Monthly Archives: October 2006

Fixing the geocoder gem.

I wanted to use the ruby geocoder library on the windows machine, but the installation of the gem failed due to some weird error. I checked the rubyforge project page to see if someone else had a similar problems and someone actually had, but the bug was open for a long time. I decided to fix this issue and found that the problem was due to the fact that windows platform does not allow characters '?' and '&' in the filename with any escaping, period. The said files were used (in a very innovative way I must say!) to test the library by modifying http.rb to return the test datafile contents instead of fetching the URL from the net. (yay open classes in ruby!). The way I fixed the problem was to change the filenames to use '_' instead of '?' and '__' instead of '&'.

I wrote to the developer, but there was no response. Anyway I managed to create a new GEM with the changed files so that this should be installable on windows now. Here are the files if you want to try installing the gem. (Also including the tgz because... it got generated anyway!)
geocoder-0.1.1.gem
geocoder-0.1.1.tgz

More about Phishtank API

Here is what will be good-to-have from phishtank.com API:

  • Good documentation about each interface e.g. how is callback_url used by auth.frob.request API ?
  • Description of all possible fields in return response (all possible XML elements and their possible values)
  • Some test URL's and emails which will return known responses (i.e. phishy URL, good URL, not in the database etc.)
  • Developer mailing list/wiki
  • Response should always honor the responseformat parameter if specified and valid

Phish Tank

http://www.phishtank.com is a new service which aims to help weed out phishing URLs and email addresses using wisdom of the crowds. Users can submit emails/URLs which they suspect of fraud and others can vote if they really are fraudulent or not. I think it is a great concept. There is a REST API using which applications can embed this webservice within them. So for example, there could be a outlook plugin which will display "phishy" email addresses in a special way in order to alert the user immediately. Same for web browsers which can render phishing websites in a special stylesheet. The applications can also add interface for the user to submit suspect pages and email easily without using web browsers.

I checked out the API and it does not feel like it is fully baked! There are interfaces for authorization and checking email/url status and submitting new emails/urls. Some things that stand out immediately are:

  • Exclusive use of SSL for the API access.
  • Parameter authentication (i.e. including cryptographic digest of all the parameters to ensure that parameters are not changed using man-in-the-middle attack)
  • Choice of xml or php output.

The api calling sequence works like this:

  1. User registers on the web for API access and gets api key and shared secret
  2. Using the API, application gets a frob (what is behind the name ?) and authorization url using auth.frob.request
  3. User has to authorize the frob using the authorization url specified in the response. (optionally you can specify callback url which the server will call for authorization, I will need to check this from home when I have access to a server -- the docs are very thin about the mechanism)
  4. Once authorized, app uses the frob and gets a token for short time API access (30 minutes in my tests) (auth.token.request)
  5. App can check token status which tells remaining time on token.(auth.token.status)
  6. App can revoke the token when it is done using it. (auth.token.revoke)
  7. The APIs for check.url, check.email, submit.url, submit.email then use the token.

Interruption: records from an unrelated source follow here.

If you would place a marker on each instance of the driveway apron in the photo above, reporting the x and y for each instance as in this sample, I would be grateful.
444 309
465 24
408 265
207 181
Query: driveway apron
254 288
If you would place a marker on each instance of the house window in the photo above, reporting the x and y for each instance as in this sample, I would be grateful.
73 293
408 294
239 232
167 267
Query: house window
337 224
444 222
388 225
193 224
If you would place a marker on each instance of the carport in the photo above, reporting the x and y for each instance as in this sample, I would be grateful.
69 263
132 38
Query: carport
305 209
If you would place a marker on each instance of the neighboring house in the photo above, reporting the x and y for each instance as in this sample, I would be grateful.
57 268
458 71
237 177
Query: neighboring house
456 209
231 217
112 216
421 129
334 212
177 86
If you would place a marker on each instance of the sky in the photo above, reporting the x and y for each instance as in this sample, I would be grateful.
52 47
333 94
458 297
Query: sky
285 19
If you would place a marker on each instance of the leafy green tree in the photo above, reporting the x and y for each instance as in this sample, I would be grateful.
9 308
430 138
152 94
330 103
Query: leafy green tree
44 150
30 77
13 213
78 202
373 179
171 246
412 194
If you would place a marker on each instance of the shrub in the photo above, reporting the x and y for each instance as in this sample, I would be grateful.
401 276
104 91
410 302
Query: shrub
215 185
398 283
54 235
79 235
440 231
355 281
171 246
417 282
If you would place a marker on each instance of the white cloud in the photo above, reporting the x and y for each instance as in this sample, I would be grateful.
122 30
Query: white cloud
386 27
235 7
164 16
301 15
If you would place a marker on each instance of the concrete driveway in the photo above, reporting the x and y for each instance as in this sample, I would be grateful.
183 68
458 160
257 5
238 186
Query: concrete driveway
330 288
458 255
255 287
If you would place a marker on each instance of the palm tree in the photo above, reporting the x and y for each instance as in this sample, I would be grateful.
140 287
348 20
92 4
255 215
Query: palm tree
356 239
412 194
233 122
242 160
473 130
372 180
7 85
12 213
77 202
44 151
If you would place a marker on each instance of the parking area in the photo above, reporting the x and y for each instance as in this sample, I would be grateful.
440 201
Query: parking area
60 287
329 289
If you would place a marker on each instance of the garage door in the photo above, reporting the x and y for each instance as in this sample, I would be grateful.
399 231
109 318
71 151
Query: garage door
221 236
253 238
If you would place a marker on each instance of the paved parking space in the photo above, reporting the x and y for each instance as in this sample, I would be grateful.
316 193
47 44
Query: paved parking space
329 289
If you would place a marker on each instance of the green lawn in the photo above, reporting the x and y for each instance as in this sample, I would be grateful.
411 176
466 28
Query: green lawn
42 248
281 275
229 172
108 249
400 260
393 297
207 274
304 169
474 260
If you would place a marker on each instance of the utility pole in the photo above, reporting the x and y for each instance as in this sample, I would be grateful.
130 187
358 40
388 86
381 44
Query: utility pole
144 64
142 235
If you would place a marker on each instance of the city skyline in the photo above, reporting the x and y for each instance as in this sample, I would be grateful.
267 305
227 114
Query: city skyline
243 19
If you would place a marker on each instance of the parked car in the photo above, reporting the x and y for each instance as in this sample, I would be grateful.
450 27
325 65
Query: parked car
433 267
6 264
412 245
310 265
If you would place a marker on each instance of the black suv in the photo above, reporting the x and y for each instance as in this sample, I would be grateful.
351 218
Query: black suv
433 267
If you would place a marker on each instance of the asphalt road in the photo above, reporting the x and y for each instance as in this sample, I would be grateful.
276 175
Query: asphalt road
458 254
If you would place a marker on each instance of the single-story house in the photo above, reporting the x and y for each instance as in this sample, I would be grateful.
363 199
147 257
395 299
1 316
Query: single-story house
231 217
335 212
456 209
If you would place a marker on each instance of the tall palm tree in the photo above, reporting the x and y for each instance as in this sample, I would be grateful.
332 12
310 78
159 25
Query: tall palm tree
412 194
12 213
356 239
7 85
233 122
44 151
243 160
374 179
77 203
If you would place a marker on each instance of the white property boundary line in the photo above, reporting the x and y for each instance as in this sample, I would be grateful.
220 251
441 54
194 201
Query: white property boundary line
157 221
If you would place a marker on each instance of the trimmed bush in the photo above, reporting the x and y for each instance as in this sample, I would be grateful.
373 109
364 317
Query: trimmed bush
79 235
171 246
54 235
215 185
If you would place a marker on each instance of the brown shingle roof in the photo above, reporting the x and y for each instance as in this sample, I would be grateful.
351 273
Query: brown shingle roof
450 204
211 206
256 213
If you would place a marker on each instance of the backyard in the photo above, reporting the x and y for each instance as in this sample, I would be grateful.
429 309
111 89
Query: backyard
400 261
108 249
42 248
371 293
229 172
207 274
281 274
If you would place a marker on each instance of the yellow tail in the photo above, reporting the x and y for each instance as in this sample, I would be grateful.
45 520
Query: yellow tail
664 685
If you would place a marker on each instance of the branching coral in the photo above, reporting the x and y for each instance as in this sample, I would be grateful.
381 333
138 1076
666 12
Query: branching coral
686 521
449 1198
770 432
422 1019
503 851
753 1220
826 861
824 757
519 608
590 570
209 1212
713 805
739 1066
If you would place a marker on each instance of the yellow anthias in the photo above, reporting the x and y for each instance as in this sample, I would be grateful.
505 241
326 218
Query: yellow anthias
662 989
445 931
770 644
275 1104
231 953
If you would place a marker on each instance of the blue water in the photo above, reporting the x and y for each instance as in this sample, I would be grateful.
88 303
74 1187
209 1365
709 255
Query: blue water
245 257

I did not understand why there is a need for FROB in this, why can't you just get the token from api key and shared secret ? What problem are they solving by this indirection ?

Anyway, here is the ruby script that I used for testing this... I am planning to turn this into a module, but providing it here for early access...
phishtank.rb
config.yml

P.S. the check_url interface is not working, I am getting invalid token error. and the same token can be revoked successfully.
P.P.S. The API uses SSL (no cleartext api available) and ruby's open-uri library insists on checking the server SSL certificate which always fails (probably because signer needs to be trusted by openssl), I had to change it locally to ignore ssl verification in order to proceed.

Update (Oct/12/06): the check.url interface is finally working. For this API, the signature needs to be calculated before escaping the url. I refactored the ruby script a bit to remove redundant code and moved the configuration to a seperate file. I still need to work with the response parser and make it general for all types of responses. XML parsing gets so ugly so fast, it's amazing!